CAMARILLO — If you're a resident of Reseda, Van Nuys or even Ventura, the name Pardee may not ring a loud bell. But if you live in Mission Oaks, a sprawling, master-planned community in Ventura County that constitutes most of the east side of Camarillo, you're in Pardee country for sure.
Pardee Construction Co.'s land is next to the Santa Monica Mountains at the bottom, or northern end, of the steep Conejo Grade of the Ventura Freeway. To get into the community you'll probably use the Pleasant Valley Road-Santa Rosa Road exit, part of a freeway-access complex completed last year at a cost of $7.2 million. The project was paid for entirely by Pardee.
"Our proposals were being held up because people were afraid they'd create traffic problems," explains Bill Teller, Pardee's Ventura County project manager. "We could have waited for state funding, but that might have taken years."
At a time when many developers are holding back, Pardee is throttling ahead with residential, office and various commercial developments. The fact that Pardee bought more than 1,000 acres in Camarillo in 1969 at low prices helps it weather the ups and downs of the building cycles. That, and the fact Pardee is a unit of Weyerhaeuser Co., the $9-billion, giant lumber concern that helps finance Pardee's projects.
Since 1975, Pardee has built all 3,000 homes in the handsome, mostly earth-toned Mission Oaks community. In fact, Pardee is the biggest home builder in Ventura County. Now the company is also developing a large industrial park adjoining the Ventura Freeway and has built several retail and commercial centers in the area. To date, practically every structure in Mission Oaks (population about 8,500, or nearly one-sixth of Camarillo) was either built, designed or financed by Pardee, which in 1990 added another 300 acres to 1,150 acres it acquired originally.
Local real estate people believe Pardee bought its larger holding on the largely undeveloped Camarillo Ranch at about $2,000 an acre, less than a third of what it would be worth today. This gives Pardee a pricing advantage in the marketplace.
"We're expected to show a profit, but we can be more flexible than most other builders about that," notes Teller. "Since we don't have the cash-flow problems others may have, we can afford to take a longer view of things."
Pardee has yet another built-in advantage. A sister concern, Weyerhaeuser Mortgage Co., provides the mortgages for about one-third of Pardee's home sales.
Teller and his 60 employees are busy, with more than 150 Pardee units either under construction or planned in the near future. While other builders are still taking their lumps, Pardee's Ventura County operation is adapting by watching its inventories closely and concentrating on the lower end of the market.
"Business was very soft right after the earthquake," Teller says. "There was something psychological about it.
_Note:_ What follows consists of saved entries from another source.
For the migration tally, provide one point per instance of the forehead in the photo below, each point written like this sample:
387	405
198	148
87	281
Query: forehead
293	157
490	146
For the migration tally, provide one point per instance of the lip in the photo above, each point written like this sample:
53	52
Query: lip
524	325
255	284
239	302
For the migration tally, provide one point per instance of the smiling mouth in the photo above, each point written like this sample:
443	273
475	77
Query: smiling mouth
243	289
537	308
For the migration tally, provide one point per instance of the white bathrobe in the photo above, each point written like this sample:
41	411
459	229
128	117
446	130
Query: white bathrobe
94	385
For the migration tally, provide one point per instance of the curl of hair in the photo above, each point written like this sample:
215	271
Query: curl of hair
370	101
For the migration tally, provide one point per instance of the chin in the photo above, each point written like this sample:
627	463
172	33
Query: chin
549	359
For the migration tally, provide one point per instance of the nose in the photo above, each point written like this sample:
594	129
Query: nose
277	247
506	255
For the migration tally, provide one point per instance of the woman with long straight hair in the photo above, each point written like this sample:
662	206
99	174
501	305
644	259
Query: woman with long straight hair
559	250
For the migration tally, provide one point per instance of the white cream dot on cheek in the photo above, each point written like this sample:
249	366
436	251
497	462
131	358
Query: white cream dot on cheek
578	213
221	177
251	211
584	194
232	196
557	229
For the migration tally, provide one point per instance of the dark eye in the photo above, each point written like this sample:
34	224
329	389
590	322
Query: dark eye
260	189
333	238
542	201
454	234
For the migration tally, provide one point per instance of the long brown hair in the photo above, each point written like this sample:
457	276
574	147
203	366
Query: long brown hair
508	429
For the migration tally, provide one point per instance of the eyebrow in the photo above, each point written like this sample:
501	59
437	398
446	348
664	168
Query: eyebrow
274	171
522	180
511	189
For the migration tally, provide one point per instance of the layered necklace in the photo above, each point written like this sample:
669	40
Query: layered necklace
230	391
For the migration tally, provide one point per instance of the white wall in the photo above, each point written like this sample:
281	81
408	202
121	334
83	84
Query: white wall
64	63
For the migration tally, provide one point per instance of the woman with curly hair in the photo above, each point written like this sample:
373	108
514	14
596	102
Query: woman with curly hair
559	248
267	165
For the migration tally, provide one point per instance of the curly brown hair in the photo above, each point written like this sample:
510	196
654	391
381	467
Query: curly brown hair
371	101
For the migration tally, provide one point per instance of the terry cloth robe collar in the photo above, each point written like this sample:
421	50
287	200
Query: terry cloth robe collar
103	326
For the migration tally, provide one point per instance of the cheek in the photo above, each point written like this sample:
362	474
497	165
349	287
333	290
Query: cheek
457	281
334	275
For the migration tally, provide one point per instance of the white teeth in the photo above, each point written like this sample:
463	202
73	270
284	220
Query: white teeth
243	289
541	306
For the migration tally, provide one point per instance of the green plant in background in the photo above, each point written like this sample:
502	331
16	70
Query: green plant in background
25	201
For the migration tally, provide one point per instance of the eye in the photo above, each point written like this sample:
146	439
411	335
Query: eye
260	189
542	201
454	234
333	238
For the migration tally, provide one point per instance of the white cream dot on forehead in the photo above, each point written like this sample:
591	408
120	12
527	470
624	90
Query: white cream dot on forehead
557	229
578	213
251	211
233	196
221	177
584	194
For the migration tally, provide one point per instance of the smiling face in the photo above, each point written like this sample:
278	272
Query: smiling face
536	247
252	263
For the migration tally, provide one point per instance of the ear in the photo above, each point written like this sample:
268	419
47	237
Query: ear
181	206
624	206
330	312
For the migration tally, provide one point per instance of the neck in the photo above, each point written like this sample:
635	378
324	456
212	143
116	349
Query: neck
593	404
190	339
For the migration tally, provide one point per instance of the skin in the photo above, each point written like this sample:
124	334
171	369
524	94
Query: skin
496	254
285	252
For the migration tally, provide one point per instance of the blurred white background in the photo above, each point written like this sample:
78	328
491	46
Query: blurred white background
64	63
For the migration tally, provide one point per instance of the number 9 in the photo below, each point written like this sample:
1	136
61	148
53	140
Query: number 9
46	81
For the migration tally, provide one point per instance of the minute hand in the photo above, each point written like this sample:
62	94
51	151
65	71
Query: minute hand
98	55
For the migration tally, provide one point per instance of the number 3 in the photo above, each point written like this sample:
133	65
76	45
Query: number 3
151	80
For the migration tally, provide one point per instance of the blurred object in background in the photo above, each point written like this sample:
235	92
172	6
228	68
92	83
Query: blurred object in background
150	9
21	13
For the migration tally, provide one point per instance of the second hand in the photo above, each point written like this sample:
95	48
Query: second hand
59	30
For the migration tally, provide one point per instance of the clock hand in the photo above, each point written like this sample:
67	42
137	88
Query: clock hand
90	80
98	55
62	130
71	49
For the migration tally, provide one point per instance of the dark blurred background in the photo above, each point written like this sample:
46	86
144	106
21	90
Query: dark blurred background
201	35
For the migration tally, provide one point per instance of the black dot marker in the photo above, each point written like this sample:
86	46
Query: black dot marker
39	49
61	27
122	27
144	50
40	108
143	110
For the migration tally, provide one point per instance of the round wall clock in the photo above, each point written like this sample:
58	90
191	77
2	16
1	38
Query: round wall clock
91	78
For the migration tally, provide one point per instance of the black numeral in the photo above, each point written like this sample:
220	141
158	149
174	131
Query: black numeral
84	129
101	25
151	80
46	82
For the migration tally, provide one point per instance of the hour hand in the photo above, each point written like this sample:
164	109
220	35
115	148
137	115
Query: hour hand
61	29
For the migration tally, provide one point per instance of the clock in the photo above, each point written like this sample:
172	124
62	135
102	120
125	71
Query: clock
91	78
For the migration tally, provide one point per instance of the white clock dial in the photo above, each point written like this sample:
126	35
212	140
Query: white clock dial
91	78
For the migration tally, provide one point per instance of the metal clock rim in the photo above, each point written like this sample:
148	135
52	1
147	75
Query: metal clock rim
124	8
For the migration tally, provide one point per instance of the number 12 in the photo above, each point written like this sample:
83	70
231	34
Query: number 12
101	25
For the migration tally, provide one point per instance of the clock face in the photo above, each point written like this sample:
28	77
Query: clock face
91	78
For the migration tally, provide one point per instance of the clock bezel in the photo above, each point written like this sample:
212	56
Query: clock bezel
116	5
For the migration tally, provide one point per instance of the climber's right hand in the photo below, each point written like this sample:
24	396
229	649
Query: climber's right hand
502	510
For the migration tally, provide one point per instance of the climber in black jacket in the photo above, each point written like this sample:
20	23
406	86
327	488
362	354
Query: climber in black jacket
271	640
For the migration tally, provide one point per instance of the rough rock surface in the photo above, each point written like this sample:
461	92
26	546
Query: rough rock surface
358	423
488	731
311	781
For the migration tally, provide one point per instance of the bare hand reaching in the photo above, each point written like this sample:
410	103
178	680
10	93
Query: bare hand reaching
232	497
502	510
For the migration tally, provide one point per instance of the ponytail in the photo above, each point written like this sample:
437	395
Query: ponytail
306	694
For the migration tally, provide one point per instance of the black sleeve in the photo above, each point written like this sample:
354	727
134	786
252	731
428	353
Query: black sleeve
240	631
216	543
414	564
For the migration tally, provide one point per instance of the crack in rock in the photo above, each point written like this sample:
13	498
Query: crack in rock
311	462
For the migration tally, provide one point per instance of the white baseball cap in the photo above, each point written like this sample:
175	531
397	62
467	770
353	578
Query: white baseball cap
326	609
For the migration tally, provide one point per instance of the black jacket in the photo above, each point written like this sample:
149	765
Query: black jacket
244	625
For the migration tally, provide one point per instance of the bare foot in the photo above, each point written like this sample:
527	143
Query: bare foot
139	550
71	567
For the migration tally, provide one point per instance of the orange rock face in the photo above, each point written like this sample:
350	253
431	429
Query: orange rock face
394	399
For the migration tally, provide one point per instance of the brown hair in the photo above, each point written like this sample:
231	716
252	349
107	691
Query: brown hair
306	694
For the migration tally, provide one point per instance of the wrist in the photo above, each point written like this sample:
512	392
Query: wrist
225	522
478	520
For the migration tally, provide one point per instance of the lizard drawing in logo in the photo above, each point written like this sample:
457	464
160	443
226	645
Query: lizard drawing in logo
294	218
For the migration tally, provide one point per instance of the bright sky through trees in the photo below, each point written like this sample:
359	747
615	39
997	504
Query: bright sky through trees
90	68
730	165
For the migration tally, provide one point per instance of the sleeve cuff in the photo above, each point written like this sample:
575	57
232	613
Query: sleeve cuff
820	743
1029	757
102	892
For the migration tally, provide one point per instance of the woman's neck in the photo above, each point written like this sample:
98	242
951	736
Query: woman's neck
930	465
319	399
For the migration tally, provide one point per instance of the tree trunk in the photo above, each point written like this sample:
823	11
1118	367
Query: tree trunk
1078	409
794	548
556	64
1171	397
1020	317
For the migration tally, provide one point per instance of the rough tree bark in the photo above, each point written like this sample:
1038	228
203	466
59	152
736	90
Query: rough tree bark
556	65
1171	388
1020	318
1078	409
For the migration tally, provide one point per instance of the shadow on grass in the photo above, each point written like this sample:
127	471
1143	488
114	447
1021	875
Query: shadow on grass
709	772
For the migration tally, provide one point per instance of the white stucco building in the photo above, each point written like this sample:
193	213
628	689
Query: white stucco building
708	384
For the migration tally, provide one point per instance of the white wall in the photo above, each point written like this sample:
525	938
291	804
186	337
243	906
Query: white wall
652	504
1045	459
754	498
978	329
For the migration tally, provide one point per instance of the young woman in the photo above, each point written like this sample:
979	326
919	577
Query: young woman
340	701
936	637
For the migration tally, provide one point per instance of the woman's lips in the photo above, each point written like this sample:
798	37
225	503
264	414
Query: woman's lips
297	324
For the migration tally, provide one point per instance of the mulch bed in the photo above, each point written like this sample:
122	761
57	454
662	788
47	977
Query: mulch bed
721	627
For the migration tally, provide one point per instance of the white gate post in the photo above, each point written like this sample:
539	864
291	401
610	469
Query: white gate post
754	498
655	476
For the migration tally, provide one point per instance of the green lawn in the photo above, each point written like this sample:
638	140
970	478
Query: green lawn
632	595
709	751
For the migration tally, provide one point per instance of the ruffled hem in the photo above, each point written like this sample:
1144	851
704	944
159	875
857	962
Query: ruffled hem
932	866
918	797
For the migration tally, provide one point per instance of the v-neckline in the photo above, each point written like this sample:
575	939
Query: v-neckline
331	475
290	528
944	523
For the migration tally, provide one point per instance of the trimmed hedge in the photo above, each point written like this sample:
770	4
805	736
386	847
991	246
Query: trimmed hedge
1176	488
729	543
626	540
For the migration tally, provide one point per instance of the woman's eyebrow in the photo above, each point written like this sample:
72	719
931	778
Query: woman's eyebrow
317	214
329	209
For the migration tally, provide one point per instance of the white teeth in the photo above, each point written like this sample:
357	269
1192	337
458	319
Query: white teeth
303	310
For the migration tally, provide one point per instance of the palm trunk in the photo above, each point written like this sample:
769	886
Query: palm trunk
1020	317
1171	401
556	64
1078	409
But then it picked up and we sold 10 houses in a single week. I'd say we're getting our fair share of the market."
Teller, 47, a pleasant, quiet-spoken executive, is seated in a conference room in Pardee Center, a three-story office building in Pardee Plaza, and shows a visitor the firm's latest housing sales brochures.
Pardee now owns 425 acres in Mission Oaks, the rest having been contributed to the infrastructure or sold off to home buyers and others. The firm plans to build 1,900 more homes and an assortment of industrial buildings on the remaining land. "I expect us to be built out in about 10 years," Teller says.
Even if the market would support a faster pace, it wouldn't be permitted. A city-imposed ceiling limits residential construction permits in Camarillo to a total of 400 annually, with no single builder allowed more than 240 units.
Pardee, by far the city's largest home builder, got 233 allotments this year, but probably won't use them all because of Ventura County's slow economy. For several years, the firm has been building fewer units than it's been allotted by city planners, holding onto some allotments for use when the housing market rebounds.
Pardee's Camarillo housing developments range from tracts where a paired unit (half a duplex, with a private yard) can be purchased for as little as $174,000, to houses as large as 2,700 square feet that can cost in the low $300,000s.
Teller says the lower-priced end of the market is going well, that at one development there were 14 sales made on the tract's first weekend. At the higher-priced market, however, "it's been kind of slow. The upper market hasn't been on fire."
Houses in the Camarillo development are "beyond the grade," that is at the base of the steep Conejo Grade portion of the Ventura Freeway, and so are thousands of dollars less expensive than those closer to Los Angeles and the San Fernando Valley, according to Teller.